The two models lead to different results. In the AHMC model, the stage has significant effects both on the hazard rate of uncured patients and on the cure rates. The estimated cure rate are 0.700 for localized stage, 0.602 for regional stage and 0.304 for distant stage from the proposed method, while they are 0.741, 0.584, 0.079 from the PHMC model. For illustration, we calculated the marginal survival probability Ŝ(t|x, z) and plotted them in Figure 2 for the AHMC model and in Figure 3 for the PHMC model along with the Kaplan-Meier survival curve. It can be seen that the estimated survival curves from the AHMC model are closer to those from the Kaplan-Meier survival estimator than the PHMC model. It provides further evidence that the AHMC model is an appropriate choice for analyzing the data.
In this paper, we proposed an accelerated hazard mixture cure model. It is an extension of the accelerated hazard model to allow a fraction of cured patients. It extends the existing cure models by allowing a treatment to have no effect at time t = 0 and a gradual effect at t > 0 on the hazard function of uncured patients. To estimate the parameters in the model, we developed a semiparametric estimation method based on the EM algorithm and rank like estimating equation. The finite sample performance of the estimation method was examined via a simulation study.
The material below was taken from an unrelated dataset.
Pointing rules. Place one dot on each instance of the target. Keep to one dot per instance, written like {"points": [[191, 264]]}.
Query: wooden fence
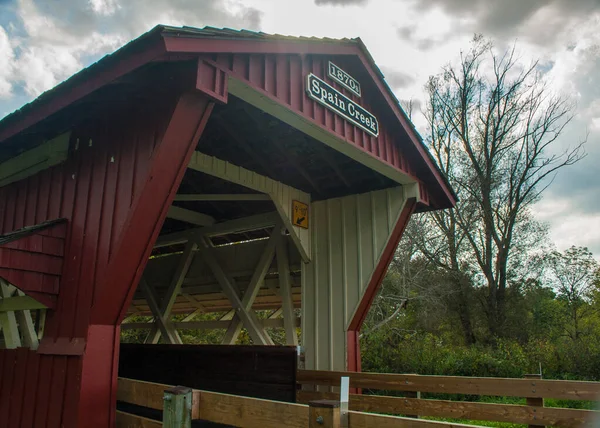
{"points": [[181, 406], [534, 390]]}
We observed that the proposed semiparametric estimation method is comparable to the parametric estimation method with correctly specified baseline distribution. When the baseline distribution in the parametric estimation method is misspecified, the semiparametric estimation method outperforms the parametric estimation method.
A limitation of the estimation method is that the variances of the estimated parameters in the model have to be estimated via the bootstrap method. Despite its validity, the bootstrap method is computationally intensive method and may not be desired in practice. Further study is still needed to develop a simple method to estimate the variances of the estimated parameters.
Comparing to the PHMC model, the AHMC model allows nonproportionality in hazard functions. There are other approaches in the literature to accommodate non-proportionality of hazard functions. However, the AH assumption in the AHMC model is conceptually simple. It may be easier to justify than other approaches, which makes it attractive to practitioners. Together with the proposed semiparametric estimated method, the AHMC model provides a viable alternative way to model survival data with a cure fraction and nonproportional treatment effects.
One referee pointed out that the Gehan-type weight function in (8) is essentially a predictable version of the estimated baseline survival function and it is usually more efficient when used in a model with converging hazard functions, such as the proportional odds model. The referee wonders whether such a weight function will result in efficiency loss when used in a model with diverging hazard functions, such as the AHMC model. We investigated this issue via simulation. In the simulation study, we compared the parameter estimates with the Gehan-type weight function and the estimates with a simple weight function k(u) 1 when data are generated from the AHMC model. We did not notice any obvious efficiency loss with the Gehan-type weight function. However, using k(u) 1 did increase the computing burden as we expected.